We jerk onto a ramp, and onto an ascending road. The gearbox kicks beneath us and the engine revs. We’re gaining ground and altitude fast. I can see the Beijing skyline from here. From here, I can see the city rests inside a bowl. The clouds are a solid black mass above us, spitting streaks of lightning.
The rain comes in gusts against the windshield. The wipers beat back and forth, showing brief glimpses of the city’s skyline. Beijing’s buildings are low to th
e ground, and stained grey with dust. Sharp angles and clean shapes dominate.

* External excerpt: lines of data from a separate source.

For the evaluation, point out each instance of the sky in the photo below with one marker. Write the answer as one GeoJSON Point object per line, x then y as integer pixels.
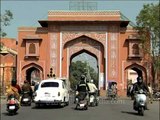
{"type": "Point", "coordinates": [28, 12]}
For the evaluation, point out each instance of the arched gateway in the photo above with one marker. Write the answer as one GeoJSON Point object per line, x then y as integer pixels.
{"type": "Point", "coordinates": [106, 35]}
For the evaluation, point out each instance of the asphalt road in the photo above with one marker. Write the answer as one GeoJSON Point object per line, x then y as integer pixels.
{"type": "Point", "coordinates": [107, 110]}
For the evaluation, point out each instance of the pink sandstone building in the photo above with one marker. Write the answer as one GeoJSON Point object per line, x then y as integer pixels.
{"type": "Point", "coordinates": [106, 35]}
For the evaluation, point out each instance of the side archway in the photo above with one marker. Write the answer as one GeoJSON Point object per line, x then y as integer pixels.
{"type": "Point", "coordinates": [91, 47]}
{"type": "Point", "coordinates": [33, 72]}
{"type": "Point", "coordinates": [132, 71]}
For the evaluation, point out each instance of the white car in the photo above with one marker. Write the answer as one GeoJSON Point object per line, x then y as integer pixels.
{"type": "Point", "coordinates": [52, 91]}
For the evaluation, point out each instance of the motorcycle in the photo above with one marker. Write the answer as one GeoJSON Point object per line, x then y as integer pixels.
{"type": "Point", "coordinates": [82, 101]}
{"type": "Point", "coordinates": [26, 99]}
{"type": "Point", "coordinates": [156, 95]}
{"type": "Point", "coordinates": [12, 105]}
{"type": "Point", "coordinates": [140, 102]}
{"type": "Point", "coordinates": [93, 99]}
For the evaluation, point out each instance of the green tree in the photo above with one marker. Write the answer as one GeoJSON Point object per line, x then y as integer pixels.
{"type": "Point", "coordinates": [5, 21]}
{"type": "Point", "coordinates": [148, 25]}
{"type": "Point", "coordinates": [77, 69]}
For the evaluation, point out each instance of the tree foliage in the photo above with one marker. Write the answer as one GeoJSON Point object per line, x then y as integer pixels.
{"type": "Point", "coordinates": [77, 69]}
{"type": "Point", "coordinates": [5, 21]}
{"type": "Point", "coordinates": [148, 25]}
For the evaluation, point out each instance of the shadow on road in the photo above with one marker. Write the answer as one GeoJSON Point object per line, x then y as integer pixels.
{"type": "Point", "coordinates": [131, 113]}
{"type": "Point", "coordinates": [7, 114]}
{"type": "Point", "coordinates": [47, 107]}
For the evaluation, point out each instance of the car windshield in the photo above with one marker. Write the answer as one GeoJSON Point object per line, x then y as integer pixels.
{"type": "Point", "coordinates": [49, 84]}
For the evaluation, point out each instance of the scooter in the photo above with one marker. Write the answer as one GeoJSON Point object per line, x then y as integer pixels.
{"type": "Point", "coordinates": [82, 101]}
{"type": "Point", "coordinates": [140, 102]}
{"type": "Point", "coordinates": [93, 99]}
{"type": "Point", "coordinates": [12, 105]}
{"type": "Point", "coordinates": [26, 99]}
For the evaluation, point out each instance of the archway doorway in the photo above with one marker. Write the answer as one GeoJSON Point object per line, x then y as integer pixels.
{"type": "Point", "coordinates": [32, 75]}
{"type": "Point", "coordinates": [83, 62]}
{"type": "Point", "coordinates": [132, 72]}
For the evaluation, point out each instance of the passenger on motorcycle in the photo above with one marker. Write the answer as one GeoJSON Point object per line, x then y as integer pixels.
{"type": "Point", "coordinates": [14, 89]}
{"type": "Point", "coordinates": [137, 86]}
{"type": "Point", "coordinates": [26, 87]}
{"type": "Point", "coordinates": [82, 89]}
{"type": "Point", "coordinates": [92, 88]}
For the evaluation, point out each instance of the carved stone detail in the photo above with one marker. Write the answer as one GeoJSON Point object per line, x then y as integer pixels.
{"type": "Point", "coordinates": [53, 50]}
{"type": "Point", "coordinates": [113, 51]}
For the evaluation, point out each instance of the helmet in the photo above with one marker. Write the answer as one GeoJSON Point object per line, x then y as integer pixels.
{"type": "Point", "coordinates": [25, 81]}
{"type": "Point", "coordinates": [139, 79]}
{"type": "Point", "coordinates": [14, 82]}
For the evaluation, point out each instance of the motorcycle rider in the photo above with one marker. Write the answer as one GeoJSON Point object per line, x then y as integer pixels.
{"type": "Point", "coordinates": [26, 87]}
{"type": "Point", "coordinates": [82, 88]}
{"type": "Point", "coordinates": [137, 86]}
{"type": "Point", "coordinates": [14, 89]}
{"type": "Point", "coordinates": [92, 87]}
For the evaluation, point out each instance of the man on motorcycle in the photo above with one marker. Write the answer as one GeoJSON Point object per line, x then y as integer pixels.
{"type": "Point", "coordinates": [27, 88]}
{"type": "Point", "coordinates": [82, 88]}
{"type": "Point", "coordinates": [92, 87]}
{"type": "Point", "coordinates": [137, 86]}
{"type": "Point", "coordinates": [14, 89]}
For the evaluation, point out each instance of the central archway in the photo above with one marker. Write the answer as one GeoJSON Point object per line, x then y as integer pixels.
{"type": "Point", "coordinates": [90, 46]}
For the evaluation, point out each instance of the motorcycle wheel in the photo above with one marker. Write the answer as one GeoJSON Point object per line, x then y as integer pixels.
{"type": "Point", "coordinates": [141, 111]}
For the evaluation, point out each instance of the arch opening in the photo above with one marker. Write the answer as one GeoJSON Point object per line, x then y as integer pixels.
{"type": "Point", "coordinates": [83, 62]}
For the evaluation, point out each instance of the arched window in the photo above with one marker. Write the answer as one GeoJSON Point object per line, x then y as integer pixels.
{"type": "Point", "coordinates": [32, 48]}
{"type": "Point", "coordinates": [135, 49]}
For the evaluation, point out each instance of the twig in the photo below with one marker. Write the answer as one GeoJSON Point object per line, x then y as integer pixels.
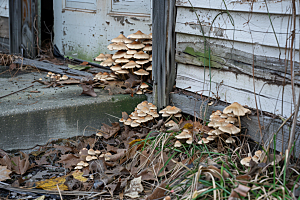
{"type": "Point", "coordinates": [16, 91]}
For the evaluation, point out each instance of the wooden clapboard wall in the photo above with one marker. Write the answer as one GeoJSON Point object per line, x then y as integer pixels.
{"type": "Point", "coordinates": [237, 43]}
{"type": "Point", "coordinates": [248, 45]}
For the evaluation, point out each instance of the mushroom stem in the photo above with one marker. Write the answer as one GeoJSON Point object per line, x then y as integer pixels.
{"type": "Point", "coordinates": [240, 123]}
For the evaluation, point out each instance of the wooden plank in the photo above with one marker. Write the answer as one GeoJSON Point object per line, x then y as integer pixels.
{"type": "Point", "coordinates": [258, 6]}
{"type": "Point", "coordinates": [191, 104]}
{"type": "Point", "coordinates": [59, 69]}
{"type": "Point", "coordinates": [15, 11]}
{"type": "Point", "coordinates": [4, 27]}
{"type": "Point", "coordinates": [255, 29]}
{"type": "Point", "coordinates": [231, 87]}
{"type": "Point", "coordinates": [159, 13]}
{"type": "Point", "coordinates": [225, 57]}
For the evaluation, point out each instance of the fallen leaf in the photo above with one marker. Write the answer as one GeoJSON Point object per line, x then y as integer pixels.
{"type": "Point", "coordinates": [110, 130]}
{"type": "Point", "coordinates": [78, 176]}
{"type": "Point", "coordinates": [69, 160]}
{"type": "Point", "coordinates": [50, 184]}
{"type": "Point", "coordinates": [158, 193]}
{"type": "Point", "coordinates": [4, 173]}
{"type": "Point", "coordinates": [134, 188]}
{"type": "Point", "coordinates": [88, 90]}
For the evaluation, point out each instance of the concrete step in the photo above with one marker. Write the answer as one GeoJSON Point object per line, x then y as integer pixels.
{"type": "Point", "coordinates": [28, 119]}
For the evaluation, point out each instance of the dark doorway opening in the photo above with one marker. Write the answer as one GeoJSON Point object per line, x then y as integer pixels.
{"type": "Point", "coordinates": [47, 22]}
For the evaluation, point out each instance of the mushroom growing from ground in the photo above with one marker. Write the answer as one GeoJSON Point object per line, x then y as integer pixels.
{"type": "Point", "coordinates": [238, 110]}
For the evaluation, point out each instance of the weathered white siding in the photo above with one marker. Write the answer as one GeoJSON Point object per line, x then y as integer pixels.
{"type": "Point", "coordinates": [236, 43]}
{"type": "Point", "coordinates": [84, 28]}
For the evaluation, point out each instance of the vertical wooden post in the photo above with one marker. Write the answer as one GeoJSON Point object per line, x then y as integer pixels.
{"type": "Point", "coordinates": [163, 50]}
{"type": "Point", "coordinates": [15, 25]}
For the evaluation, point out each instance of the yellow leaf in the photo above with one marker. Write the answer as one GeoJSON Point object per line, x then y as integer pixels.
{"type": "Point", "coordinates": [78, 175]}
{"type": "Point", "coordinates": [50, 184]}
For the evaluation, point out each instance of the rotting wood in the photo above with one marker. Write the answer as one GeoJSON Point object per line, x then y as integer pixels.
{"type": "Point", "coordinates": [191, 104]}
{"type": "Point", "coordinates": [230, 87]}
{"type": "Point", "coordinates": [163, 51]}
{"type": "Point", "coordinates": [54, 68]}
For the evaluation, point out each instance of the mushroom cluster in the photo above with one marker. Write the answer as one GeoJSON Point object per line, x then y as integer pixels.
{"type": "Point", "coordinates": [87, 155]}
{"type": "Point", "coordinates": [133, 55]}
{"type": "Point", "coordinates": [143, 113]}
{"type": "Point", "coordinates": [225, 122]}
{"type": "Point", "coordinates": [255, 158]}
{"type": "Point", "coordinates": [56, 77]}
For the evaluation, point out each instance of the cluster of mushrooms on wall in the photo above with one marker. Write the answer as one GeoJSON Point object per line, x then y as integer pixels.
{"type": "Point", "coordinates": [131, 61]}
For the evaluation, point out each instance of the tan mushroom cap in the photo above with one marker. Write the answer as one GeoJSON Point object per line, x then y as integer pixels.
{"type": "Point", "coordinates": [177, 144]}
{"type": "Point", "coordinates": [144, 85]}
{"type": "Point", "coordinates": [101, 57]}
{"type": "Point", "coordinates": [121, 60]}
{"type": "Point", "coordinates": [231, 120]}
{"type": "Point", "coordinates": [130, 65]}
{"type": "Point", "coordinates": [190, 140]}
{"type": "Point", "coordinates": [119, 54]}
{"type": "Point", "coordinates": [141, 55]}
{"type": "Point", "coordinates": [116, 68]}
{"type": "Point", "coordinates": [148, 41]}
{"type": "Point", "coordinates": [246, 161]}
{"type": "Point", "coordinates": [108, 62]}
{"type": "Point", "coordinates": [170, 123]}
{"type": "Point", "coordinates": [139, 35]}
{"type": "Point", "coordinates": [141, 62]}
{"type": "Point", "coordinates": [135, 45]}
{"type": "Point", "coordinates": [230, 140]}
{"type": "Point", "coordinates": [203, 141]}
{"type": "Point", "coordinates": [230, 128]}
{"type": "Point", "coordinates": [141, 72]}
{"type": "Point", "coordinates": [184, 135]}
{"type": "Point", "coordinates": [148, 47]}
{"type": "Point", "coordinates": [91, 152]}
{"type": "Point", "coordinates": [123, 71]}
{"type": "Point", "coordinates": [149, 68]}
{"type": "Point", "coordinates": [121, 38]}
{"type": "Point", "coordinates": [237, 109]}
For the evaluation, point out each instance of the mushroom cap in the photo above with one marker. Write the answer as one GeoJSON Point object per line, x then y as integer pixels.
{"type": "Point", "coordinates": [135, 45]}
{"type": "Point", "coordinates": [131, 51]}
{"type": "Point", "coordinates": [122, 60]}
{"type": "Point", "coordinates": [121, 38]}
{"type": "Point", "coordinates": [246, 161]}
{"type": "Point", "coordinates": [108, 62]}
{"type": "Point", "coordinates": [91, 152]}
{"type": "Point", "coordinates": [119, 54]}
{"type": "Point", "coordinates": [130, 65]}
{"type": "Point", "coordinates": [230, 128]}
{"type": "Point", "coordinates": [171, 123]}
{"type": "Point", "coordinates": [231, 120]}
{"type": "Point", "coordinates": [101, 57]}
{"type": "Point", "coordinates": [123, 71]}
{"type": "Point", "coordinates": [141, 55]}
{"type": "Point", "coordinates": [147, 41]}
{"type": "Point", "coordinates": [141, 62]}
{"type": "Point", "coordinates": [144, 85]}
{"type": "Point", "coordinates": [230, 140]}
{"type": "Point", "coordinates": [139, 35]}
{"type": "Point", "coordinates": [190, 140]}
{"type": "Point", "coordinates": [184, 135]}
{"type": "Point", "coordinates": [148, 47]}
{"type": "Point", "coordinates": [173, 110]}
{"type": "Point", "coordinates": [141, 72]}
{"type": "Point", "coordinates": [177, 144]}
{"type": "Point", "coordinates": [149, 68]}
{"type": "Point", "coordinates": [115, 68]}
{"type": "Point", "coordinates": [237, 109]}
{"type": "Point", "coordinates": [203, 140]}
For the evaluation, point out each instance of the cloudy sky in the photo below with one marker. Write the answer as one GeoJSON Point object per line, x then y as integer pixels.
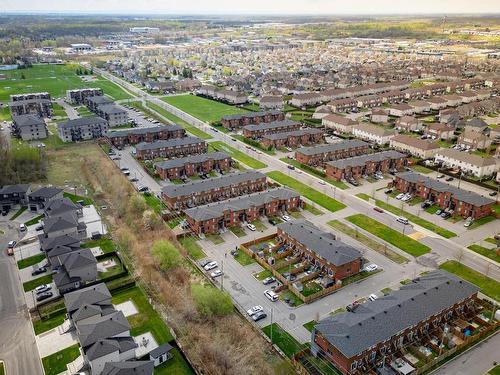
{"type": "Point", "coordinates": [255, 6]}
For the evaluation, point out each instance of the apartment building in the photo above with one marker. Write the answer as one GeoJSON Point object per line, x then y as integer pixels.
{"type": "Point", "coordinates": [379, 330]}
{"type": "Point", "coordinates": [414, 146]}
{"type": "Point", "coordinates": [78, 96]}
{"type": "Point", "coordinates": [294, 138]}
{"type": "Point", "coordinates": [122, 138]}
{"type": "Point", "coordinates": [217, 217]}
{"type": "Point", "coordinates": [359, 166]}
{"type": "Point", "coordinates": [318, 155]}
{"type": "Point", "coordinates": [171, 148]}
{"type": "Point", "coordinates": [257, 131]}
{"type": "Point", "coordinates": [189, 166]}
{"type": "Point", "coordinates": [29, 127]}
{"type": "Point", "coordinates": [196, 193]}
{"type": "Point", "coordinates": [82, 129]}
{"type": "Point", "coordinates": [463, 203]}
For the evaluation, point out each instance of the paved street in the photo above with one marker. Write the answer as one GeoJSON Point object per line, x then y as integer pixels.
{"type": "Point", "coordinates": [17, 341]}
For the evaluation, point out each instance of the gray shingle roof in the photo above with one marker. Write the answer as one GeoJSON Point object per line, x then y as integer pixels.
{"type": "Point", "coordinates": [320, 242]}
{"type": "Point", "coordinates": [377, 321]}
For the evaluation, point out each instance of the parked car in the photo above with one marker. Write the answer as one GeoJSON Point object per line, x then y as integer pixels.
{"type": "Point", "coordinates": [38, 271]}
{"type": "Point", "coordinates": [259, 316]}
{"type": "Point", "coordinates": [254, 310]}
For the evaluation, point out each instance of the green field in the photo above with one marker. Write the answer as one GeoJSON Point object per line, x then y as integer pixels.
{"type": "Point", "coordinates": [308, 192]}
{"type": "Point", "coordinates": [54, 79]}
{"type": "Point", "coordinates": [390, 235]}
{"type": "Point", "coordinates": [202, 108]}
{"type": "Point", "coordinates": [238, 155]}
{"type": "Point", "coordinates": [488, 286]}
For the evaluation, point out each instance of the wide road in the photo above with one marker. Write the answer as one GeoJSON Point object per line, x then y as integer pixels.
{"type": "Point", "coordinates": [18, 349]}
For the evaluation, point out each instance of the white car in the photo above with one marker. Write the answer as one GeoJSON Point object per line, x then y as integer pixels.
{"type": "Point", "coordinates": [371, 268]}
{"type": "Point", "coordinates": [254, 310]}
{"type": "Point", "coordinates": [210, 266]}
{"type": "Point", "coordinates": [216, 273]}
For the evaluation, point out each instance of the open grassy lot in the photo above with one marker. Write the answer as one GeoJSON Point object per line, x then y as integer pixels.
{"type": "Point", "coordinates": [56, 363]}
{"type": "Point", "coordinates": [488, 286]}
{"type": "Point", "coordinates": [283, 339]}
{"type": "Point", "coordinates": [147, 320]}
{"type": "Point", "coordinates": [395, 238]}
{"type": "Point", "coordinates": [365, 240]}
{"type": "Point", "coordinates": [238, 155]}
{"type": "Point", "coordinates": [202, 108]}
{"type": "Point", "coordinates": [54, 79]}
{"type": "Point", "coordinates": [190, 128]}
{"type": "Point", "coordinates": [308, 192]}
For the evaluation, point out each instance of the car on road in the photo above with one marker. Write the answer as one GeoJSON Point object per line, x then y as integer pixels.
{"type": "Point", "coordinates": [210, 266]}
{"type": "Point", "coordinates": [43, 288]}
{"type": "Point", "coordinates": [259, 316]}
{"type": "Point", "coordinates": [43, 296]}
{"type": "Point", "coordinates": [268, 280]}
{"type": "Point", "coordinates": [271, 295]}
{"type": "Point", "coordinates": [254, 310]}
{"type": "Point", "coordinates": [216, 273]}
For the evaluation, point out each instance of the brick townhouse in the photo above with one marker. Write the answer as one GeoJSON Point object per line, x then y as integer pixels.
{"type": "Point", "coordinates": [196, 193]}
{"type": "Point", "coordinates": [358, 166]}
{"type": "Point", "coordinates": [251, 118]}
{"type": "Point", "coordinates": [463, 203]}
{"type": "Point", "coordinates": [218, 216]}
{"type": "Point", "coordinates": [377, 332]}
{"type": "Point", "coordinates": [334, 258]}
{"type": "Point", "coordinates": [121, 138]}
{"type": "Point", "coordinates": [294, 138]}
{"type": "Point", "coordinates": [318, 155]}
{"type": "Point", "coordinates": [191, 165]}
{"type": "Point", "coordinates": [171, 148]}
{"type": "Point", "coordinates": [257, 131]}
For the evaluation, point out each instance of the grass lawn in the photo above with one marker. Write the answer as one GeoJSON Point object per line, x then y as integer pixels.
{"type": "Point", "coordinates": [367, 241]}
{"type": "Point", "coordinates": [489, 253]}
{"type": "Point", "coordinates": [202, 108]}
{"type": "Point", "coordinates": [308, 192]}
{"type": "Point", "coordinates": [32, 284]}
{"type": "Point", "coordinates": [26, 262]}
{"type": "Point", "coordinates": [283, 339]}
{"type": "Point", "coordinates": [243, 258]}
{"type": "Point", "coordinates": [238, 155]}
{"type": "Point", "coordinates": [488, 286]}
{"type": "Point", "coordinates": [56, 363]}
{"type": "Point", "coordinates": [191, 245]}
{"type": "Point", "coordinates": [147, 319]}
{"type": "Point", "coordinates": [177, 120]}
{"type": "Point", "coordinates": [390, 235]}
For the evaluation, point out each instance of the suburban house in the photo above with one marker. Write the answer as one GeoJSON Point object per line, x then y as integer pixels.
{"type": "Point", "coordinates": [339, 123]}
{"type": "Point", "coordinates": [120, 138]}
{"type": "Point", "coordinates": [294, 138]}
{"type": "Point", "coordinates": [467, 163]}
{"type": "Point", "coordinates": [171, 148]}
{"type": "Point", "coordinates": [192, 165]}
{"type": "Point", "coordinates": [359, 166]}
{"type": "Point", "coordinates": [463, 203]}
{"type": "Point", "coordinates": [414, 146]}
{"type": "Point", "coordinates": [78, 96]}
{"type": "Point", "coordinates": [405, 317]}
{"type": "Point", "coordinates": [218, 216]}
{"type": "Point", "coordinates": [373, 133]}
{"type": "Point", "coordinates": [29, 127]}
{"type": "Point", "coordinates": [82, 129]}
{"type": "Point", "coordinates": [196, 193]}
{"type": "Point", "coordinates": [318, 155]}
{"type": "Point", "coordinates": [257, 131]}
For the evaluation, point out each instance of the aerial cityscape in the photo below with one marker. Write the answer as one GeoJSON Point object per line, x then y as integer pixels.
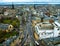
{"type": "Point", "coordinates": [30, 25]}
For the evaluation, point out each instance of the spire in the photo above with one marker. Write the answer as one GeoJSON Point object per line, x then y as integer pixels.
{"type": "Point", "coordinates": [12, 6]}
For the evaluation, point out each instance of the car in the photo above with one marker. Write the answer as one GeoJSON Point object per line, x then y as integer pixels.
{"type": "Point", "coordinates": [55, 41]}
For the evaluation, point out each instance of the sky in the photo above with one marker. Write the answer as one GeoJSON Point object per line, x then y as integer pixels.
{"type": "Point", "coordinates": [46, 1]}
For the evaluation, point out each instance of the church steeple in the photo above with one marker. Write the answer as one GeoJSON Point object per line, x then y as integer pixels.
{"type": "Point", "coordinates": [12, 6]}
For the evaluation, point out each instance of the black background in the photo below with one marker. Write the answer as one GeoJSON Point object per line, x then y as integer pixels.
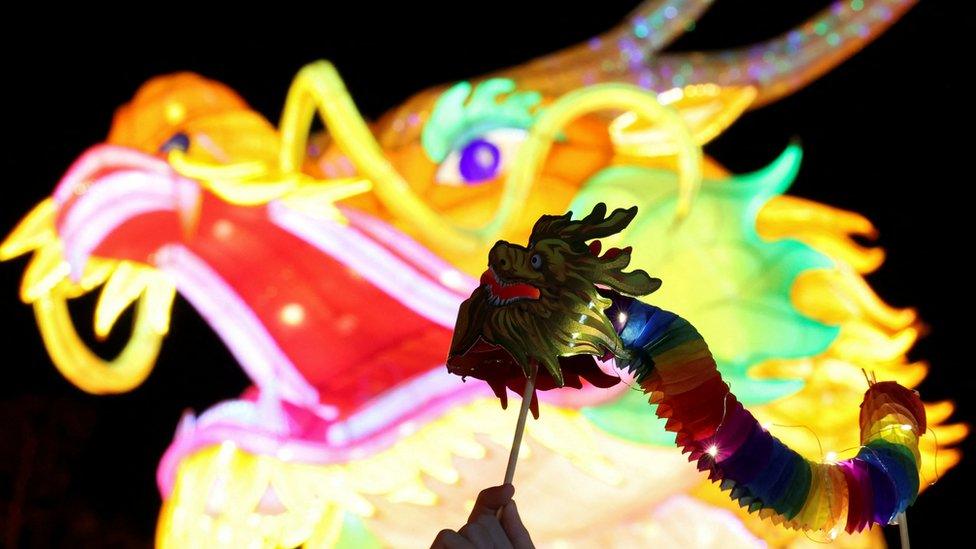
{"type": "Point", "coordinates": [886, 134]}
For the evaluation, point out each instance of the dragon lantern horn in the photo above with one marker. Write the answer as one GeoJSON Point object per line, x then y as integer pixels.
{"type": "Point", "coordinates": [776, 67]}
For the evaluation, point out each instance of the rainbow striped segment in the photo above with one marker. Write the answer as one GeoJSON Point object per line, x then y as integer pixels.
{"type": "Point", "coordinates": [673, 365]}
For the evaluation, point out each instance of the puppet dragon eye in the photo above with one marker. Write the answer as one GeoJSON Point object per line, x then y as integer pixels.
{"type": "Point", "coordinates": [474, 133]}
{"type": "Point", "coordinates": [536, 261]}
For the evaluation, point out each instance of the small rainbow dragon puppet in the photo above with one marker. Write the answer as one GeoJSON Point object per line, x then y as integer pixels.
{"type": "Point", "coordinates": [558, 303]}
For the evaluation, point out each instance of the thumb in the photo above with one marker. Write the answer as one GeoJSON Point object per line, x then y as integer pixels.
{"type": "Point", "coordinates": [490, 500]}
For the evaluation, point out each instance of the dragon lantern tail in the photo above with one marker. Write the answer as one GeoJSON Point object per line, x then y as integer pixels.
{"type": "Point", "coordinates": [776, 67]}
{"type": "Point", "coordinates": [674, 366]}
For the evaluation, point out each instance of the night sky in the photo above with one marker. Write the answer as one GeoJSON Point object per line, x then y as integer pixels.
{"type": "Point", "coordinates": [78, 470]}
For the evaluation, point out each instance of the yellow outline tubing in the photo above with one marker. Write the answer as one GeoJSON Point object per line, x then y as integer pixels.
{"type": "Point", "coordinates": [319, 87]}
{"type": "Point", "coordinates": [84, 368]}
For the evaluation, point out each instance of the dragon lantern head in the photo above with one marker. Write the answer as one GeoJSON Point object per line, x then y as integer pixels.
{"type": "Point", "coordinates": [542, 303]}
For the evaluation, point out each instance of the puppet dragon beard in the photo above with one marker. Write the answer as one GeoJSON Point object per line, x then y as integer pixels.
{"type": "Point", "coordinates": [558, 303]}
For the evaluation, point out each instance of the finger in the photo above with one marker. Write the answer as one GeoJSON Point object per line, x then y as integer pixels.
{"type": "Point", "coordinates": [477, 535]}
{"type": "Point", "coordinates": [497, 534]}
{"type": "Point", "coordinates": [449, 539]}
{"type": "Point", "coordinates": [490, 500]}
{"type": "Point", "coordinates": [516, 531]}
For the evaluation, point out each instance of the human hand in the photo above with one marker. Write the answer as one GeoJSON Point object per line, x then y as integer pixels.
{"type": "Point", "coordinates": [486, 529]}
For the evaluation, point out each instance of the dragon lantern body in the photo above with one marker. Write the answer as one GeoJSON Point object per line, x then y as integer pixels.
{"type": "Point", "coordinates": [333, 266]}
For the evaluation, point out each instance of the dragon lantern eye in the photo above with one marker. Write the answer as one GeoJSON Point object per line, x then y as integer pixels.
{"type": "Point", "coordinates": [483, 158]}
{"type": "Point", "coordinates": [536, 261]}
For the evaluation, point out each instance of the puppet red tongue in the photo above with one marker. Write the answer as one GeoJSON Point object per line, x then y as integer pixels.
{"type": "Point", "coordinates": [513, 290]}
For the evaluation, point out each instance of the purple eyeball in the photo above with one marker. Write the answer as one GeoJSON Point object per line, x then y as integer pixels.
{"type": "Point", "coordinates": [480, 160]}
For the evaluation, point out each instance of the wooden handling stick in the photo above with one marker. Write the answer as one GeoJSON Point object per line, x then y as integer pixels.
{"type": "Point", "coordinates": [520, 427]}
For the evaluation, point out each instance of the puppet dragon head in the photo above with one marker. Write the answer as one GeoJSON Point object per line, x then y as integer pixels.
{"type": "Point", "coordinates": [542, 303]}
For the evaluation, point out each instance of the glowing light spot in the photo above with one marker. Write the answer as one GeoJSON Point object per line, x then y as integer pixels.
{"type": "Point", "coordinates": [641, 30]}
{"type": "Point", "coordinates": [292, 314]}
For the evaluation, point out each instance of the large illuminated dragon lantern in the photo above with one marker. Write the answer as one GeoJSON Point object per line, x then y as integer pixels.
{"type": "Point", "coordinates": [333, 265]}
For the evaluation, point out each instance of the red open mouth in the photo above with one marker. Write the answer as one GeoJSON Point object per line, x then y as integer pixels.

I think I see the CCTV headquarters—also called the Big Underpants Building because it looks a bit like a pair of boxers—lit up from behind by a massive bolt of lightning.
“Where are you from?” the driver asks.
Jullion leans forward, one elbow on each front seat.
“These two”—Jullion points to me and Ryan—“are Canadian.”
“Huh,” the driver says. “And you?”
“I’m American,” Jullion says. He pats the driver on the shoulder. “Hey, what about you?”
“Eh? I’m Chinese,” the driver says.
“No, no, you must be an American too!” Jullion says.
The driver laughs so I can see the back of his mouth. His teeth are stained from tobacco. “That’s right. I’m from California!”
A column of lightning strikes less than a kilometre away. Immediately, a crack and roar split the air. My ears ring.
“Cao,” the driver mutters. His shoulders stiffen, and he looks sideways at me, like he’s embarrassed. Cao is a swear, the equivalent of “fuck” in English. I heard that Chinese people don’t like to swear around foreigners.
Another bolt arcs down.
“Niubi ah,” I say. Another Chinese obscenity that literally means “cow vagina”, but can also mean “fucking awesome”.
The driver’s shoulders go down. He smiles, just a bit.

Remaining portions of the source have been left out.